I already mentioned Greg Egan's "Incandescence" once before, but I'll mention it again. Egan has a fictional race living on a small tidelocked object orbiting a black hole. The race doesn't have vision as we know it, and aren't even familiar with light, much less special relativity. Nonetheless, they manage to stumble onto a theory that's equivalent to General Relativity based on observations of "weight", the sort of weight one might measure with a spring-based scale that measures the force required to hold the body in place in the "frame" of the tidelocked body. The weight will be zero at the center of the tidelocked body, and will change as one moves away from the center. It turns out that the weight is proportional to the distance away from the center, the proportionality constant depends on the direction one moves in. (Choices of direction are radial, orbital, and perpendicular to both].
Just calculating these quantities is quite a difficult exercise already knowing General Relativity. I wrote an Insight article on the topic (of the calculation already knowing GR) at
https://www.physicsforums.com/insights/a-problem-from-incandescence/
I'll summarize the end results.
The weight can be viewed as the sum of the tidal forces and the centrifugal forces. The tidal forces for a stationary object in geometric units in an orthonormal basis frame would be:
$$\left[ -\frac{2M}{r^3} \quad \frac{M}{r^3} \quad \frac{M}{r^3} \right]$$
The sign convention is that tidal stretching forces have a minus sigh, tidal compressive forces have a plus sign.
For an orbiting body, though, the weights due to the tidal forces are different. A lengthly calculation gives:
$$ \left[ -\frac{2M}{r^3} \left( \frac{1 – \frac{3M}{2r} } {1 – \frac{3M}{r} }\right) \quad \frac{M}{r^3} \left( \frac{1}{1- \frac{3M}{r}} \right) \quad \frac{M}{r^3} \right] $$
And the centrifugal force "weights" add to the above, and are for a tidelocked body
$$ \left[ -\frac{M}{r^3} \quad 0 \quad -\frac{M}{r^3} \right] $$
Summing these, we get the observed weights:
$$\left[ -\frac{3M}{r^3} \left( \frac{1 – \frac{2M}{r} } {1 – \frac{3M}{r} } \right) \quad \frac{M}{r^3} \left( \frac{1}{1- \frac{3M}{r}} \right) \quad 0\right]$$
This does not explain the interesting topic of the principles of the derivation of GR, but it demonstrates that there are non-trivial and measurable GR effects as simple as measuring the "weight" of a body with a spring scale.
The Newtonian results can be derived from the above by taking the limit where r goes to infinity, we see the ratio of the two nonzero components is -3:1:0, the GR calculation gives slightly different results sufficiently close to the black hole.

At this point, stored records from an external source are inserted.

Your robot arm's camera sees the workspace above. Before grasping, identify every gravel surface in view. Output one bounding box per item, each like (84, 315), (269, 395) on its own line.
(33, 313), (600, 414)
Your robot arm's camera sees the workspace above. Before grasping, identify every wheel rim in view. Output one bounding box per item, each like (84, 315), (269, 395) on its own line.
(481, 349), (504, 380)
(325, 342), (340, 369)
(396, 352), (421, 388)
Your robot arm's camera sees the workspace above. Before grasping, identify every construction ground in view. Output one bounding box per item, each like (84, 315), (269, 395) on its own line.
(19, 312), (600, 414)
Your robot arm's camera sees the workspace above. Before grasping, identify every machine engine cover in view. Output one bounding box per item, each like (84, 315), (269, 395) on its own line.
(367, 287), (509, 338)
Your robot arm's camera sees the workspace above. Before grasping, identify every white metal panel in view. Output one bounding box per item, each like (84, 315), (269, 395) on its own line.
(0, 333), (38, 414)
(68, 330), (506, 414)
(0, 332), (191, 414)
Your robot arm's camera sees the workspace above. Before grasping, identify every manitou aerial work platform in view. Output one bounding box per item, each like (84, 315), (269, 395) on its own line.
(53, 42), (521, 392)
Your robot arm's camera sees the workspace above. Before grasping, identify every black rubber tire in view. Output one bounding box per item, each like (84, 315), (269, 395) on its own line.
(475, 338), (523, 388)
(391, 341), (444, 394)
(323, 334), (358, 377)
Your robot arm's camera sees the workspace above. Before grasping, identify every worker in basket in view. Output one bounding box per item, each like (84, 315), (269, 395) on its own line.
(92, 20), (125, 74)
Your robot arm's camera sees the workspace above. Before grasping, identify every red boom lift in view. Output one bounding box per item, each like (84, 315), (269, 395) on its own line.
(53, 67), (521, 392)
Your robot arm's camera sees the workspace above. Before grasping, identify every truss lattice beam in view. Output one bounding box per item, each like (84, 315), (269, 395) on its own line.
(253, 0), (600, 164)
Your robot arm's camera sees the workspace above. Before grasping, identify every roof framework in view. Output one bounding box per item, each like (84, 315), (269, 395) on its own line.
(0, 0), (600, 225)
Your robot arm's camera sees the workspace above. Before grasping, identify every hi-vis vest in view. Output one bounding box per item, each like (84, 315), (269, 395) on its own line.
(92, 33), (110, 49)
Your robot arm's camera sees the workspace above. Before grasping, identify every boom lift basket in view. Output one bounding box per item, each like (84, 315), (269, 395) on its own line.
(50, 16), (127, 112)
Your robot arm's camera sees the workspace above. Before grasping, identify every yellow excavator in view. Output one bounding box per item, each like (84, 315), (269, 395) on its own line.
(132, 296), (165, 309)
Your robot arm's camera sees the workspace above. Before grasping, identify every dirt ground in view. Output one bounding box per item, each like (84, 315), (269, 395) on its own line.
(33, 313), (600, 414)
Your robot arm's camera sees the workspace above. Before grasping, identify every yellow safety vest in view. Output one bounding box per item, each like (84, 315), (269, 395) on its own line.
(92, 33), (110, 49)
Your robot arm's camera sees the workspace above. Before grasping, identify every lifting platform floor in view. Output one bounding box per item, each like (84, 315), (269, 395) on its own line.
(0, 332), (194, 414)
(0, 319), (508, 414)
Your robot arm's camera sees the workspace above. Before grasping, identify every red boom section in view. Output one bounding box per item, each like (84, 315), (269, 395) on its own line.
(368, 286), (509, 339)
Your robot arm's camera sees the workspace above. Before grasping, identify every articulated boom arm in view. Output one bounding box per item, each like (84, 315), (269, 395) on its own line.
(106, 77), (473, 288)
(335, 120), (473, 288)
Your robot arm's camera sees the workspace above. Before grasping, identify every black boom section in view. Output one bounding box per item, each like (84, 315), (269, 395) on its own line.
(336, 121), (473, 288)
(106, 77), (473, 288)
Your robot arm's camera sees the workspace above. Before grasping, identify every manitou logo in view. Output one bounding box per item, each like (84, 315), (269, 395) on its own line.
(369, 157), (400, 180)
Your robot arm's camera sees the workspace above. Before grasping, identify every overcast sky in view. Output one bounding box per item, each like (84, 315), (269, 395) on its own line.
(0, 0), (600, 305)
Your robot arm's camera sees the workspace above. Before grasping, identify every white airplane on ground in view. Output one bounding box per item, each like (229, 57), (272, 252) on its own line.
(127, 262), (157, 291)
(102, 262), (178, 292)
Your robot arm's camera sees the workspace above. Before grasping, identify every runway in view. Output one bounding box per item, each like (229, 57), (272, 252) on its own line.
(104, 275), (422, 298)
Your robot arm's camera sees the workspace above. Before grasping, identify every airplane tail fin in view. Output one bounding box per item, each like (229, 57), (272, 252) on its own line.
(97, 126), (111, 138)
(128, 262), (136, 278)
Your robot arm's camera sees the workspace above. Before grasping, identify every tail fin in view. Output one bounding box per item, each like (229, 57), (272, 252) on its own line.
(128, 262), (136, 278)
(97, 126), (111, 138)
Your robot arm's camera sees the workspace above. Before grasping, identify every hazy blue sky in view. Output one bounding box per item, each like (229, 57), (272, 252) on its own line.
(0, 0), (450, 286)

The fun doesn't stop there though - the black hole in Egan's book rotating, so further refinements need to be (and are) made. It's rather interesting that the alien physicists stumble on the notion of a limiting velocity from these simple measurements, without having directly observed it.
Egan makes the interesting claim that GR is equivalent to the alien physicist's principle called "Zach's principle", which is that the sum of the weights in a non-rotating frame of reference is zero. I'm not aware of the derivation of this purported equivalence. (Note that I'm easy, and I personally trust the author on this point, but since it's a work of fiction that's a dangerous thing to do, and probably not actually a good idea.].